Any significant erosion of Obama’s support among the 639,000 Jews who live in Florida would have an outsize impact because their turnout could be near or more than 90 percent, Sheskin said. And any shift in Florida, as political analysts quickly point out, can be golden. In 2000, the state — and the presidency — were decided by a bitterly disputed margin of 537 votes that propelled George W. Bush to victory over Al Gore. [...]

But even if a shift is fairly small, the reliability of the Jewish vote seems less ironclad. For example, the co-founder of a pro-Obama super-PAC estimated that 15 percent of Jewish voters who backed Obama in 2008 are reconsidering their support.

“We have had to spend much more time than we did in ’08, talking to people whom I would call the base of the Democratic Party, to get them reengaged,” said Mik Moore, co-founder of the super PAC Jewish Council for Education and Research.

Moore added that Romney's expenditures in Jewish-outreach seem to be working. “They have been so narrow in their pitch, so focused on issues such as Israel.”

And while Democratic stalwarts in the state, like Debbie Wasserman Schultz, are on the offensive, even Rabbis at traditionally liberal Jewish congregations admit that there is a shift in the atmosphere. The Globe continues:

“In my congregation, there’s still lots of support for Obama,” said Rabbi Barry Silver, who leads a reform synagogue in Lake Worth, Fla., just south of West Palm Beach. “However, since the last election, I have noticed Obama’s support slipping across all denominational lines.”

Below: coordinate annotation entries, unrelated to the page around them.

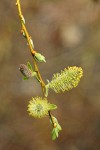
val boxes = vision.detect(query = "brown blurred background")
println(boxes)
[0,0,100,150]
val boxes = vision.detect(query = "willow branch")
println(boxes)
[16,0,54,127]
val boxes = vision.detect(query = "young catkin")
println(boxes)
[46,66,83,93]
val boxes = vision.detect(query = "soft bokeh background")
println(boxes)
[0,0,100,150]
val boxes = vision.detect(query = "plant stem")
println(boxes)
[16,0,54,126]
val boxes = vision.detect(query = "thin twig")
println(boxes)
[16,0,54,127]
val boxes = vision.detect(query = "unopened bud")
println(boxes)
[19,64,33,78]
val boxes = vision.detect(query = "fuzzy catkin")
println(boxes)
[46,66,83,93]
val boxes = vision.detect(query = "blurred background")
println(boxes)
[0,0,100,150]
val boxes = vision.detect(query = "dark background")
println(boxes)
[0,0,100,150]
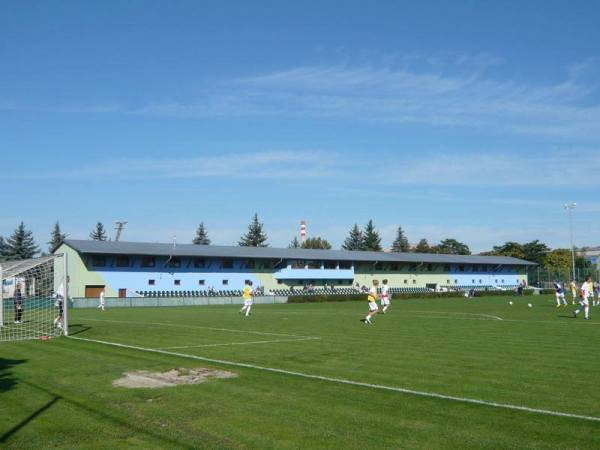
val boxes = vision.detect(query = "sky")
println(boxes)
[0,0,600,252]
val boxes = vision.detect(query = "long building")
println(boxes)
[55,240,534,298]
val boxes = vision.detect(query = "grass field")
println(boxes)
[0,296,600,449]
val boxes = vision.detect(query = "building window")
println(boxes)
[168,258,181,269]
[92,255,106,267]
[323,261,337,269]
[116,256,129,267]
[142,256,156,267]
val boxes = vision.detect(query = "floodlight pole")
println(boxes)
[0,264,4,327]
[62,253,69,336]
[564,203,577,280]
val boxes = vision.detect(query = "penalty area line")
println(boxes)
[157,337,321,350]
[68,336,600,422]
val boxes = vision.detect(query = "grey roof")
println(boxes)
[0,256,53,279]
[57,239,535,266]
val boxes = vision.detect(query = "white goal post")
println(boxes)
[0,253,69,342]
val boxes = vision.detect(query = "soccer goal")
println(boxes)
[0,254,68,341]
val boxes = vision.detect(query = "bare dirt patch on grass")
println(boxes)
[113,367,237,388]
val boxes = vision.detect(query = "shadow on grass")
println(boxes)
[69,323,92,336]
[11,381,206,449]
[0,396,61,444]
[0,358,27,392]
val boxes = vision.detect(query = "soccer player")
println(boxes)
[13,284,23,323]
[361,280,379,325]
[240,280,252,317]
[54,294,64,330]
[569,280,577,304]
[573,277,594,320]
[554,280,567,308]
[96,289,106,311]
[380,280,390,314]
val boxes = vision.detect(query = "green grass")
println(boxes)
[0,296,600,449]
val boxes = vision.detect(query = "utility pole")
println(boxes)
[115,222,127,242]
[564,203,577,280]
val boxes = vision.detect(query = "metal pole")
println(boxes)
[0,264,4,327]
[565,203,577,280]
[62,253,69,336]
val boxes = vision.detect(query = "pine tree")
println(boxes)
[0,236,8,261]
[238,213,269,247]
[6,222,40,260]
[48,221,67,253]
[392,227,410,253]
[192,222,210,245]
[415,239,431,253]
[342,223,364,250]
[302,236,331,250]
[363,220,382,252]
[90,222,106,241]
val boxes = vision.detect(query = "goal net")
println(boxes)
[0,254,68,341]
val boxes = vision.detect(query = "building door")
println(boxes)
[85,285,104,298]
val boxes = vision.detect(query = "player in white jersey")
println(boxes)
[573,277,594,320]
[379,280,390,314]
[554,281,567,308]
[361,280,379,325]
[96,289,106,311]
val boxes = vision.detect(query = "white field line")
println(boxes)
[402,310,504,320]
[81,318,319,339]
[68,336,600,422]
[157,337,321,350]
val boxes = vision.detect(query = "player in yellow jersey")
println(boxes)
[569,280,577,304]
[240,280,252,317]
[362,280,379,325]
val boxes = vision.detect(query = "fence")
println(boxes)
[69,295,287,308]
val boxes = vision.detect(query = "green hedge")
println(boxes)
[288,294,367,303]
[288,289,536,303]
[475,289,534,297]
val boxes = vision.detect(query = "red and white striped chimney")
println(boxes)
[300,220,306,242]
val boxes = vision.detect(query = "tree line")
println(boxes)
[0,213,591,275]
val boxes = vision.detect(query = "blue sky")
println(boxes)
[0,1,600,251]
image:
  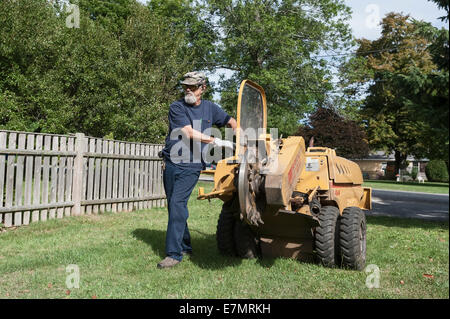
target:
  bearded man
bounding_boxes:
[157,72,237,268]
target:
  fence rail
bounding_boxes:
[0,130,166,227]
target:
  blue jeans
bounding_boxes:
[163,161,200,261]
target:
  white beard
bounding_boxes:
[184,93,197,105]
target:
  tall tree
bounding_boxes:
[296,106,369,159]
[345,13,448,174]
[208,0,351,135]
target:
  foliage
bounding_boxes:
[0,0,192,142]
[296,107,369,159]
[425,160,448,182]
[343,13,448,171]
[208,0,350,135]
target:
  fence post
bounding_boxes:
[72,133,85,216]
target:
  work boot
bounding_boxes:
[157,257,180,268]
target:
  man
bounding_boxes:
[157,72,237,268]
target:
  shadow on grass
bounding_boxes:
[132,228,242,270]
[366,215,448,231]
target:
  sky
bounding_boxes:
[139,0,448,100]
[344,0,448,40]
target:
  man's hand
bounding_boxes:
[212,137,233,149]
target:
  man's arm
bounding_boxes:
[181,125,214,144]
[181,118,237,144]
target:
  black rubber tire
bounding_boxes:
[314,206,340,267]
[216,198,239,256]
[234,220,258,259]
[339,207,367,270]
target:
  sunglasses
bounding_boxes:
[181,84,202,91]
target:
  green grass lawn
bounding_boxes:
[363,180,449,194]
[0,183,449,299]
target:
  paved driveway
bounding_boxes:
[200,176,449,221]
[366,189,449,221]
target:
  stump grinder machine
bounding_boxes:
[197,80,371,270]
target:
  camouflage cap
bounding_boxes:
[180,71,206,85]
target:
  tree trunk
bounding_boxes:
[395,151,407,175]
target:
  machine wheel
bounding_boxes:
[234,221,258,259]
[314,206,340,267]
[339,207,366,270]
[216,198,239,256]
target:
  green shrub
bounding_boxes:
[425,160,448,182]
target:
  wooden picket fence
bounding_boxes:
[0,130,166,227]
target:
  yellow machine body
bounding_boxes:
[198,80,371,259]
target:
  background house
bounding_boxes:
[352,151,429,181]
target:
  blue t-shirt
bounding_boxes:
[162,99,231,170]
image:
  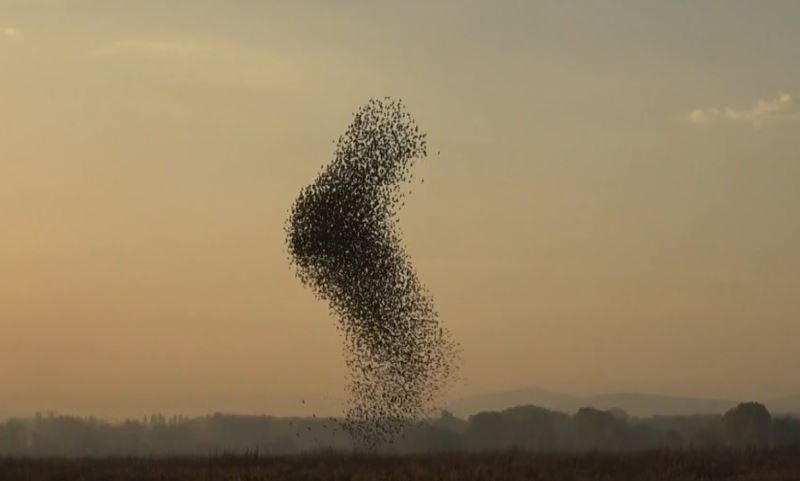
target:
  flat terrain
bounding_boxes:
[0,451,800,481]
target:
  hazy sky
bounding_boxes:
[0,0,800,416]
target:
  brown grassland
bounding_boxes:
[0,450,800,481]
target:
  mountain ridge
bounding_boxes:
[448,387,800,417]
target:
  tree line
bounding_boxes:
[0,403,800,457]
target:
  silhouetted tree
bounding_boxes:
[722,402,772,449]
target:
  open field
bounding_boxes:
[0,450,800,481]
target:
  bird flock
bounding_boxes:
[286,98,457,446]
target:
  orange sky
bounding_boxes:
[0,0,800,417]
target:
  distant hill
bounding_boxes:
[449,388,748,417]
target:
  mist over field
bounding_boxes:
[0,0,800,481]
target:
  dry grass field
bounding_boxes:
[0,451,800,481]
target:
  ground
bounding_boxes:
[0,451,800,481]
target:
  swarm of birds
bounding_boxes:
[286,98,457,446]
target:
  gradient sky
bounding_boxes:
[0,0,800,417]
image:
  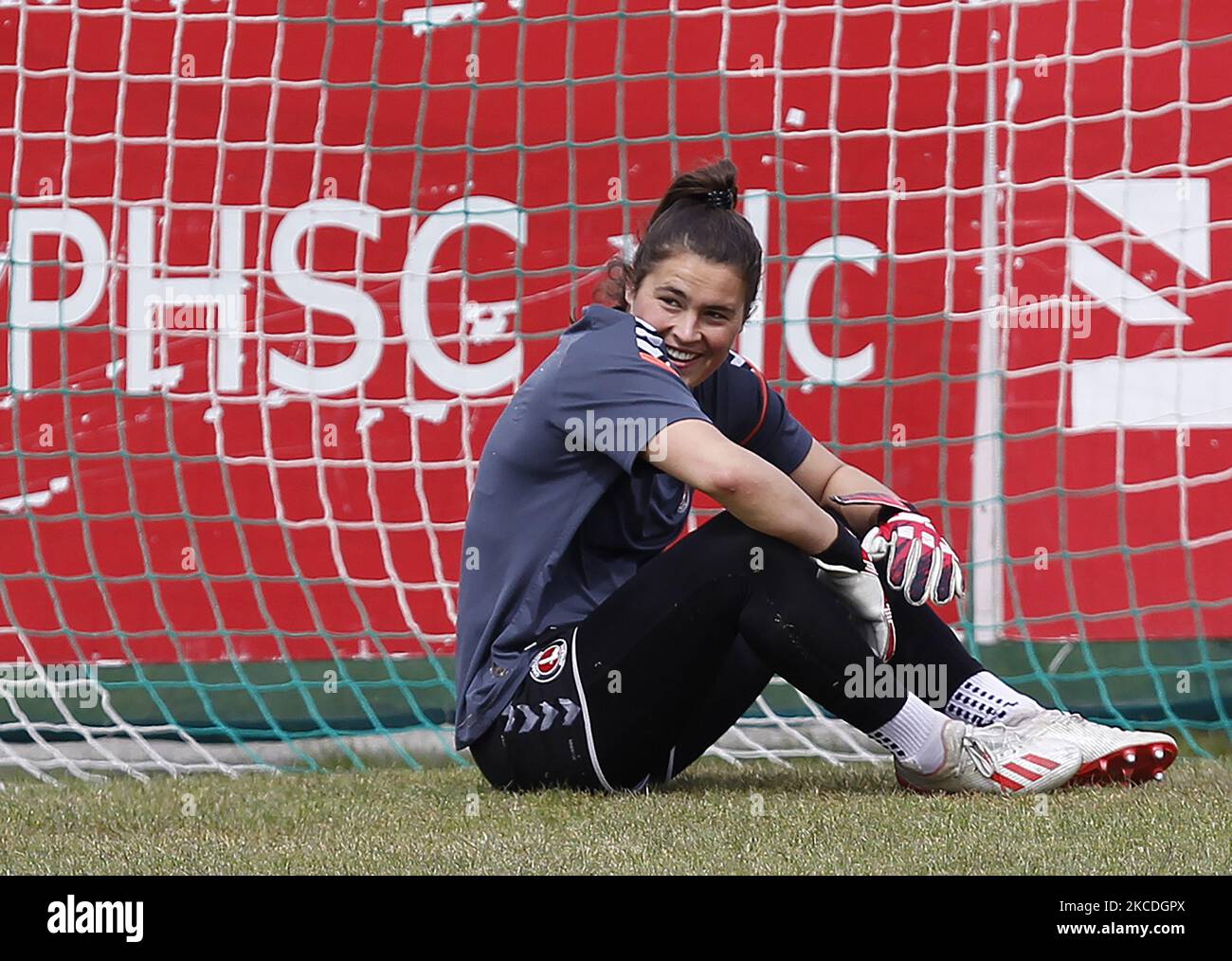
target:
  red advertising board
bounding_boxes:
[0,0,1232,662]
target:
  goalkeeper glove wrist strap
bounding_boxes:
[813,524,863,571]
[830,490,919,526]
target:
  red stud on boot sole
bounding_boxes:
[1069,742,1177,785]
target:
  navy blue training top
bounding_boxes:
[455,305,813,748]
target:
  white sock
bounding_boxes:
[869,694,945,773]
[945,670,1043,727]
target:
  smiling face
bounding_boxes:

Part of that erosion is because of the economy, Silver said, but part is also because of Israel. In the rabbi’s view, that concern has been exploited and inflamed by Romney and the Republicans.

“Obama’s position on Israel has been misrepresented by conservatives who are trying to distort the truth,” said Silver, who organized a debate titled “Obama and Israel: Friend or Foe” that turned raucous at his synagogue in May.

Oddly, Silver condemns Republicans for being "intolerant of anyone that they perceived as not sufficiently pro-Israel."

Despite the consensus that President Obama will surely lose up to several percentage points when it comes to the Jewish vote this election, one thing is certain: he will still garner the majority of their vote.